To mitigate overfitting, Spectrogram Augmentation (SpecAugment) is employed, introducing random variations in the acoustic features during training.
Results and Contributions
The adoption of pre-trained ASR features significantly improves sentiment classification performance. On the IEMOCAP dataset, the method achieves a remarkable 71.7% accuracy, and on the SWBD-sentiment dataset, which has a challenging distribution and natural conversational style, it achieves 70.10% accuracy.
The paper's contributions are substantial:
- Improved Performance: Demonstrated efficacy of e2e ASR features in yielding superior sentiment classification results.
- Dataset Development: Creation of the SWBD-sentiment dataset, facilitating advancements in large-scale speech sentiment analysis research.
- Interpretable Models: Introduction of attention visualization, aiding in better understanding model predictions and integrating linguistic and acoustic information effectively.
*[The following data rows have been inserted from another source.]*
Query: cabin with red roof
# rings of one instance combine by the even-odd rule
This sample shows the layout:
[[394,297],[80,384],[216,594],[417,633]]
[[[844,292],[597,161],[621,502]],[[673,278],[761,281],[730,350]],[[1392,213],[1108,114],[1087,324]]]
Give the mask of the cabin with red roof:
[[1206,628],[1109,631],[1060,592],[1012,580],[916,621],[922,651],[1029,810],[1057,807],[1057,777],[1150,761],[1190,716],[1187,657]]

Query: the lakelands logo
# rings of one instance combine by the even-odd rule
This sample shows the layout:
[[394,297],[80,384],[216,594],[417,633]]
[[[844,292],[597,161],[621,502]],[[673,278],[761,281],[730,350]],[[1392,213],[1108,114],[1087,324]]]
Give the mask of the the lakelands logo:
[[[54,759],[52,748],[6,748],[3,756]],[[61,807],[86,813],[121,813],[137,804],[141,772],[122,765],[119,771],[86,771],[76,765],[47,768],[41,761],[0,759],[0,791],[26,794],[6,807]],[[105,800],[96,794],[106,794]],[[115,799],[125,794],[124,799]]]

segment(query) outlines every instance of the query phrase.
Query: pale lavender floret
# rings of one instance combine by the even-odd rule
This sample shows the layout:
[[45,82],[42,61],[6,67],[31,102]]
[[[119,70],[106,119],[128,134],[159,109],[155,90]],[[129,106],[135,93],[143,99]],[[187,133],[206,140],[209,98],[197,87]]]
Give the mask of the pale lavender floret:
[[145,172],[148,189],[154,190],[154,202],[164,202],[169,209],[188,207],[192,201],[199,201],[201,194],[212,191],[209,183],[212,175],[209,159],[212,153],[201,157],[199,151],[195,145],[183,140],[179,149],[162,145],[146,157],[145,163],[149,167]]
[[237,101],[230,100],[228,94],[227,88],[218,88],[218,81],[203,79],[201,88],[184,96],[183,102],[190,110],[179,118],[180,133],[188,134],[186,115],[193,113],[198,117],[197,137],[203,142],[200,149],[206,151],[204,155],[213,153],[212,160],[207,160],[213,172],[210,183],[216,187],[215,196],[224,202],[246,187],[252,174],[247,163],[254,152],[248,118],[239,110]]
Implications and Future Work
Practically, the advancements in speech sentiment analysis can enhance interactive intelligence systems across customer service, healthcare, and educational industries by providing more accurate sentiment understanding. Theoretically, the approach sets a precedent for utilizing e2e ASR models in diverse downstream tasks beyond sentiment analysis, such as speaker identification and diarization.
Future directions involve exploring unsupervised learning techniques for speech feature extraction and extending the application of e2e ASR features to additional domains. The work stimulates further research into refining sentiment decoders and strengthening the fusion of acoustic and language data for sentiment analysis.